Down syndrome is a genetic disorder caused from an extra full or partial copy of the 21st chromosome. This extra copy of chromosome causes mild to moderate intellectual disability, delayed speech, decreased muscle tone. The obvious physical features are including flattened face / head / nose, small eyes, upward slanting eyelids, short neck, short height (shorter than other people at the same age once becoming an adult). As well as various health problems. Therefore, people with down syndrome mostly have a shorter lifespan than normal individuals.
- Who has a greater risk of conceiving a baby with down syndrome?
The answer is women who are pregnant at age 35 or older! Pregnancy in advanced maternal age makes a high risk of having infants with down syndrome. The older mothers are, the higher risk will be. Moreover, parents who have a child with down syndrome are vulnerable to have the next child with down syndrome as well.

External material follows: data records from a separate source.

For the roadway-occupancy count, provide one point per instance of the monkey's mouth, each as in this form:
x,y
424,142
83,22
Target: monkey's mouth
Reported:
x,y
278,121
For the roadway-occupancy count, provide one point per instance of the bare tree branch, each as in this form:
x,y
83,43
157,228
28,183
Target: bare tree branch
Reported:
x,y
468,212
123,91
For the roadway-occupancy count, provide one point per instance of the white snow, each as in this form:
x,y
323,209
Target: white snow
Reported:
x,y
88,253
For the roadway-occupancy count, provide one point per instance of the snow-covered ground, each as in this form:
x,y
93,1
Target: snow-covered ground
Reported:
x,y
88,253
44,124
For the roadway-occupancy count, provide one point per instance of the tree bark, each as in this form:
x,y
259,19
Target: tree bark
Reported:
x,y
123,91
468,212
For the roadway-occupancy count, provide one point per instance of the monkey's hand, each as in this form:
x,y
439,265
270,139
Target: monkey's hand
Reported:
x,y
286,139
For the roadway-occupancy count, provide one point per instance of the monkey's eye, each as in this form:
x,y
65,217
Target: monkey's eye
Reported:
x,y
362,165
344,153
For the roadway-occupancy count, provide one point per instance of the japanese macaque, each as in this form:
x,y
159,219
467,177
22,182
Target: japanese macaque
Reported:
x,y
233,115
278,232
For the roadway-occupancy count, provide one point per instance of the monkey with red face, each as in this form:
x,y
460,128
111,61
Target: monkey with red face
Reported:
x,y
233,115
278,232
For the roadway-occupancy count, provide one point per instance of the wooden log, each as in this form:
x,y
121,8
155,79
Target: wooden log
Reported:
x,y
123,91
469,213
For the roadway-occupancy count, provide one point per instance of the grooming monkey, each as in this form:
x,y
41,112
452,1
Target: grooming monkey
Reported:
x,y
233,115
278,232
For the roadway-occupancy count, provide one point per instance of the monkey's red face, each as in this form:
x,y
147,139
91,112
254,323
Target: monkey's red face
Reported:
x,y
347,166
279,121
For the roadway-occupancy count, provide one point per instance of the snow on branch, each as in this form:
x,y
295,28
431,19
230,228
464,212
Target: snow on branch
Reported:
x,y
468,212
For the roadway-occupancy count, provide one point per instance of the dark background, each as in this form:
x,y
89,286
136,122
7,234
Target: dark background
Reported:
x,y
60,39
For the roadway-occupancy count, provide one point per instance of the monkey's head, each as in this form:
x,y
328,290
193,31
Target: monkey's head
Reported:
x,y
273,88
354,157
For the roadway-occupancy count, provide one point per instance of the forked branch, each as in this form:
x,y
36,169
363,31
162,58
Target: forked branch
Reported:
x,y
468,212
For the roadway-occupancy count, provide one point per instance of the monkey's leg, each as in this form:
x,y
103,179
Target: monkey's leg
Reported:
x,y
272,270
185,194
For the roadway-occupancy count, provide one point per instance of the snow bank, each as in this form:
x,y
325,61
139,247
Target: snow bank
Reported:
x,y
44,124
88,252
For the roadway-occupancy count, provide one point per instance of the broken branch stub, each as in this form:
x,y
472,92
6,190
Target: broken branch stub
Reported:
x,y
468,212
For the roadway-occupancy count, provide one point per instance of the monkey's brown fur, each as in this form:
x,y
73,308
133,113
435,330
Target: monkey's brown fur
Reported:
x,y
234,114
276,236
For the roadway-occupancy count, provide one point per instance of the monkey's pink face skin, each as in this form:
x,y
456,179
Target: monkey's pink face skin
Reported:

- How can down syndrome be detected?
We can detect down syndrome by a prenatal diagnosis method called amniocentesis. This is a fetus chromosomal test. Usually performed during 16-18 weeks of gestation. Although amniocentesis provides high accuracy but it can cause a miscarriage approximately 1 in 350 cases as well. Therefore, obstetrician will suggest this test to only some pregnant women at high risk. Another method to identify down syndrome is blood test together with ultrasound scan. The procedure is done from 11-13 weeks of gestation. An ultrasound examination is used to see a fetal characteristic and measure the thickness of fetus neck (nuchal translucency). A maternal blood sample is tested to analyze some markers including PAPP-A and hCG. However, the accuracy of this approach is only 80%.